Fernandes explains that a change in name will benefit not only AirAsia as a brand, but also Philippine tourism.

Fernandes says he suspects intense competition in the budget airline space as a reason behind the challenges now facing AirAsia’s Philippine operations. He hints that a competitor may not be playing fair.

“Competition is fine but competition must be fair. And airports must be fair. They cannot choose sides,” he says.

It does not help that AirAsia’s pleas seem to fall on deaf ears as far as the Philippine government is concerned, Fernandes says.

“I thought those days were gone in the Philippines. That’s why, as a foreign investor, I invested. I think the Philippine government is very fair; the President and the government officials were very professional. But sometimes, they’re not given all the information,” he says. “We’re struggling to get plane capacity, slots and approvals. There’s so much bureaucracy.”

Despite these setbacks, Fernandes says AirAsia will “not give up” on the Philippine market.

“We just want to keep what we have at the moment and make money with what we’ve got. If we are treated fairly, we could put a lot of investments into the Philippines, create more jobs,” Fernandes says.

He also says that he is seeking a dialogue with top-level government officials, such as President Aquino, and will fly to Manila “anytime they want to see me.”

In the end, Filipino travelers will become the biggest losers when they are faced with limited choices, Fernandes explains.

“If you’re left with one to two airlines, Filipino consumers will suffer,” he says.

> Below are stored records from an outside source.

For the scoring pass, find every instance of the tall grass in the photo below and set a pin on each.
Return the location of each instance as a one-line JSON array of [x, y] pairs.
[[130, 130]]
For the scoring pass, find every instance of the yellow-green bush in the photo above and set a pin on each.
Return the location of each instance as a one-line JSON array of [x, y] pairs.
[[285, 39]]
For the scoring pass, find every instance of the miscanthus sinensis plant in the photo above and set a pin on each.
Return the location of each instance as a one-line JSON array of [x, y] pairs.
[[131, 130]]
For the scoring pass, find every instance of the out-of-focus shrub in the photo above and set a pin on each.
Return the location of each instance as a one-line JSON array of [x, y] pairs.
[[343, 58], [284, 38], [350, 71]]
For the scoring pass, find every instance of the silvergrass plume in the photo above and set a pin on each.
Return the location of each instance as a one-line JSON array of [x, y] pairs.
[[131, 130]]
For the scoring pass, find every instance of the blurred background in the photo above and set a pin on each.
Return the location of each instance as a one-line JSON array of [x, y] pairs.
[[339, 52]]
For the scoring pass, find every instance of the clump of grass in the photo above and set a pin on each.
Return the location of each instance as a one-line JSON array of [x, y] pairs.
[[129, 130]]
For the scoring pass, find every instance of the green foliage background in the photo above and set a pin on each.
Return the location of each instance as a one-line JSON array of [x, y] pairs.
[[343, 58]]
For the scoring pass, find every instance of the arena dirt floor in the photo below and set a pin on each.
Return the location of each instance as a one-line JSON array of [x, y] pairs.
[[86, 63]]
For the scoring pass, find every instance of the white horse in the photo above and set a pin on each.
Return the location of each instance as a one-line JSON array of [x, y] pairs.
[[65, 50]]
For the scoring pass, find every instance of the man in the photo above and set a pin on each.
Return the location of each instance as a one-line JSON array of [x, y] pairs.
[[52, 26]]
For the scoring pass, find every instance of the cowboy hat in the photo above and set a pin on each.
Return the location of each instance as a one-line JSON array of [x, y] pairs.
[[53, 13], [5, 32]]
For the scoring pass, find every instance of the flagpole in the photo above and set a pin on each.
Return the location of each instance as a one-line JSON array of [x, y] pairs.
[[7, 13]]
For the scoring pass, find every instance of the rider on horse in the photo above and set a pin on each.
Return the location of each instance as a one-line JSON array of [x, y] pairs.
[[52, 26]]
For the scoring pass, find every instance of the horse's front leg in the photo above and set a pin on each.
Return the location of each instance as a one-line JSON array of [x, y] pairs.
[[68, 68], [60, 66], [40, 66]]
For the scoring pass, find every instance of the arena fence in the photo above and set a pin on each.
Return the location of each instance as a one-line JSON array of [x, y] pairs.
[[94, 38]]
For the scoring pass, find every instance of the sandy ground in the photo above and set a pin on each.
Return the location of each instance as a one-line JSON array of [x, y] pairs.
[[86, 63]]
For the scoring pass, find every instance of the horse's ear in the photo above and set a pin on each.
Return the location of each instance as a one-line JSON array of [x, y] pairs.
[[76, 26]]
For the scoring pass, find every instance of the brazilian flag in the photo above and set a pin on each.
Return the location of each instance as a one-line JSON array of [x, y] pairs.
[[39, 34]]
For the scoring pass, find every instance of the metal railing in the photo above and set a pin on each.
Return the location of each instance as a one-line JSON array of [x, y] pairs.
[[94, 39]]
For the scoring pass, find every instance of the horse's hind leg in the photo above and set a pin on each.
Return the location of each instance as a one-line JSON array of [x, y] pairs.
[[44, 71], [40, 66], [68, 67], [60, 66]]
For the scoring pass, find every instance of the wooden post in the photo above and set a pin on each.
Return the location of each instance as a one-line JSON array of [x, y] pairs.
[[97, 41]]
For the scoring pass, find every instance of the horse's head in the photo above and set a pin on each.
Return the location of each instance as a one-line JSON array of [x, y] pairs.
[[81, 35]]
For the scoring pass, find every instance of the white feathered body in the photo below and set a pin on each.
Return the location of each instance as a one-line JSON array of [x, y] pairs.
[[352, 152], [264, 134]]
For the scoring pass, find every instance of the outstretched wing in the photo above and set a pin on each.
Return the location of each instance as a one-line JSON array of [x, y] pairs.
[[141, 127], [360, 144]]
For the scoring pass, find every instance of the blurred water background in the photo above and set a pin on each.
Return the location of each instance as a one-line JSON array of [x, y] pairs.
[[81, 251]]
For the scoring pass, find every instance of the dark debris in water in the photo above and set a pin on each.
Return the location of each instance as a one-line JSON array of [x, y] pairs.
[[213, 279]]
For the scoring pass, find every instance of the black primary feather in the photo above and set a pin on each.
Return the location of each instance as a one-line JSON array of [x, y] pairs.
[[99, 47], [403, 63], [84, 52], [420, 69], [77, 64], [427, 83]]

On a personal level, Fernandes has a warm spot for his Filipino employees, and is said to be amazed by Filipinos’ resilience especially in times of hardship.

That is why, among the things he wants to do before he dies, he wants to put up low-cost hospitals in the Philippines and his home country, Fernandes reveals.

“I think the price difference between a private hospital and a state hospital is massive. In a country like the Philippines, a low-cost hospital has a wonderful opportunity. There’s so much talent, so many good Filipino nurses and doctors,” he notes. “I want to create a hospital that costs a little bit more than government hospitals, so a lot of people can afford it.”

Fernandes points out that most government hospitals are beset by long queues of patients who want to avail of free or discounted services.

“In every country in the world, government hospitals are full because there’s so much demand and the system can’t take it,” he says.

By establishing low-cost hospitals in the Philippines in the future, Fernandes also hopes that it will provide jobs to Filipino medical professionals.

“The saddest thing in the Philippines is that people have to leave their country,” he says.